UCPs are mitochondrial anion transporters present in the inner mitochondrial membrane, and their role in the control of energy conversion in mitochondria has recently been demonstrated. The activation of these anion transporters allows protons to leak back into the mitochondrial matrix, thus decreasing mitochondrial membrane potential and ROS generation [37,38]. UCP2 overexpression inhibits ROS production and apoptosis induced by linoleic acid and lysophosphatidylcholine [39]. Superoxide activates UCPs, with subsequent down-regulation of its own production [40,41].

The transcriptional regulation of UCP genes, particularly UCP3 genes, is mediated to a large extent by peroxisome proliferator activated receptors (PPARs) both in normal conditions and in metabolic diseases such as diabetes or obesity [42]. PPARs, as well as liver × receptors, are nuclear receptors significantly involved in the control of lipid metabolism, inflammation, insulin sensitivity and, probably, ATS progression [1,43]. Moreover, PPARs regulate the transcription of mitochondrial and microsomal enzymes [44]. Nunn et al [45] have recently reviewed the involvement of PPARs in modulating mitochondrial proton uncoupling and ROS production.

Mitochondrial oxidative dysfunction

Damage to mitochondria is caused primarily by the ROS generated by mitochondria themselves [34,46], mainly due to the release of electrons by the coenzymes NADH and FADH into the electron transport chain. In addition, a significant amount of ROS can be produced by the enzymes alpha-ketoglutarate dehydrogenase and monoamine oxidase located in the outer membrane of mitochondria [47,48].

The deleterious effects resulting from the formation of ROS in mitochondria are prevented to a large extent by various antioxidant systems. Under normal conditions there is a balance between ROS formation and antioxidants.
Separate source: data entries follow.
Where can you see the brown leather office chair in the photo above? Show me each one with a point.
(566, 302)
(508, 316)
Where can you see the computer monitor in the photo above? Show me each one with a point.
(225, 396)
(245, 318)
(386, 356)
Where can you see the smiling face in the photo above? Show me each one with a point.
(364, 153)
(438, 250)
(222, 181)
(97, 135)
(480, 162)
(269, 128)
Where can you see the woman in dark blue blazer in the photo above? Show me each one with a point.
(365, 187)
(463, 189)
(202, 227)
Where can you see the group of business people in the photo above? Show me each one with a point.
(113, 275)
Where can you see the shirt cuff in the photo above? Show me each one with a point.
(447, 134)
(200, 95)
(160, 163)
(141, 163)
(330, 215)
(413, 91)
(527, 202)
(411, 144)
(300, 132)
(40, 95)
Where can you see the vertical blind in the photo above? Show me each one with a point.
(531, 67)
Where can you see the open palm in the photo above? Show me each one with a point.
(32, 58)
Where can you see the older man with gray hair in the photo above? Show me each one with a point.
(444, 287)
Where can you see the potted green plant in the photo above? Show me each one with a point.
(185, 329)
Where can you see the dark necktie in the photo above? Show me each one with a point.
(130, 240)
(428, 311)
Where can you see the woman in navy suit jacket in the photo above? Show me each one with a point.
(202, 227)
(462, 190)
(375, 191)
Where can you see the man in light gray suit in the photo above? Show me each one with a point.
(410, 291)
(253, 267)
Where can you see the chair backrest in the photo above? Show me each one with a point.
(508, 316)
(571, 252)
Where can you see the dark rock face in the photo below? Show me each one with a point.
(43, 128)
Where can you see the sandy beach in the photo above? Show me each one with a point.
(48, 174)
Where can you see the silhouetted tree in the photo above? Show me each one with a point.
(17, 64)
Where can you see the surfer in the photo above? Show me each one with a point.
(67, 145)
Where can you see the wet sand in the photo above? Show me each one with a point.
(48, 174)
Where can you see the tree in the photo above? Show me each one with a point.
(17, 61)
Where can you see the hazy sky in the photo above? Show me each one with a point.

However, when the antioxidant defenses become insufficient and cannot convert ROS to H2O2 fast enough, oxidative damage occurs and accumulates in the mitochondria [49]. Interestingly, free fatty acids (FFA) can decrease the mitochondrial generation of ROS under conditions of reverse electron transport, due to their uncoupling action. However, under conditions of forward electron transport, FFA increase ROS production [50].

Although somewhat controversial [51], an NO production does seem to occur in mitochondria through different pathways [52-55]. The NO produced in mitochondria [52,53] counteracts superoxide at multiple levels. It can rapidly scavenge superoxide via direct radical-radical reaction to form peroxynitrite, a potent oxidant [56-60] capable of decreasing the activity of complex I by forming S-nitrosothiols [61]. This in turn reduces mitochondrial ROS generation. Moreover, NO can facilitate superoxide scavenging indirectly by stabilizing cytochrome C and preventing its leakage from mitochondria [24].

Asymmetrical dimethyl L-arginine (ADMA), an endogenous NO synthase inhibitor [62], may lead to increased mitochondrial ROS levels [63]. Mitochondrial ROS production can also be increased by the mitochondrial p66Shc protein, which also favors cytochrome C release, the dissipation of mitochondrial transmembrane potential and apoptosis [64-67].

Mitochondrial DNA oxidative damage

Mitochondrial DNA (mtDNA) is probably the most sensitive cellular target of ROS since it is located close to the inner mitochondrial membrane, where ROS are produced. Moreover, mtDNA is small in size and is not protected by histone proteins as is the case for nuclear DNA [68,69]. Many different types of oxidative DNA lesions have been described, ranging from base or sugar adduct modifications to single and double-strand breaks [70]. The hydroxyl radical can remove protons from deoxyribose, thus producing a sugar radical and inducing strand breaks and release of the affected DNA base [71]. Moreover, the hydroxyl radical can also abstract a proton from the methyl group of thymine and add it to the C4, C5 and C8 position of purines, thereby generating hydroxy adduct radicals [72].

mtDNA damage correlates with the extent of ATS [16], suggesting that mitochondrial dysfunction may promote atherogenesis [1,18,19]. Many of the DNA modifications can contribute to aging, cancer and neurodegenerative diseases [73], as well as to several other pathophysiological conditions [74]. Damage to mtDNA can have a greater impact on cellular function than damage to nuclear DNA [75].

The accumulation of mtDNA mutations can cause cell dysfunction by altering oxidative phosphorylation and Ca2+ homeostasis, inducing further oxidative stress and a defective turnover of mitochondrial proteins, and affecting the susceptibility to apoptosis [49]. In particular, the mtDNA encoded respiratory enzymes increase electron leak and ROS production, with subsequent enhanced oxidative stress and further damage to mitochondria [76]. A vicious cycle may therefore be generated, leading to progressive accumulation of ROS and oxidative damage to mtDNA [19].

Dyslipidemia

Both cholesterol and oxidized low density lipoprotein (oxLDL) can cause mitochondrial damage [17]. Cholesterol feeding in rabbits is associated with impaired mitochondrial function [77]. Similarly, hypercholesterolemia induced mtDNA damage in heart homogenates [78]. Free cholesterol (FC) loading of macrophages [79] is associated with mitochondrial dysfunction, as suggested by decrease in mitochondrial transmembrane potential and activation of the mitochondrial apoptosis pathway, a process playing a key role in atherogenesis. In addition to the involvement of the classic apoptotic Fas pathway, in FC-loaded macrophages there is evidence of mitochondrial cytocrome C release, caspase 9 activation and increased levels of the proapoptotic protein Bax [80].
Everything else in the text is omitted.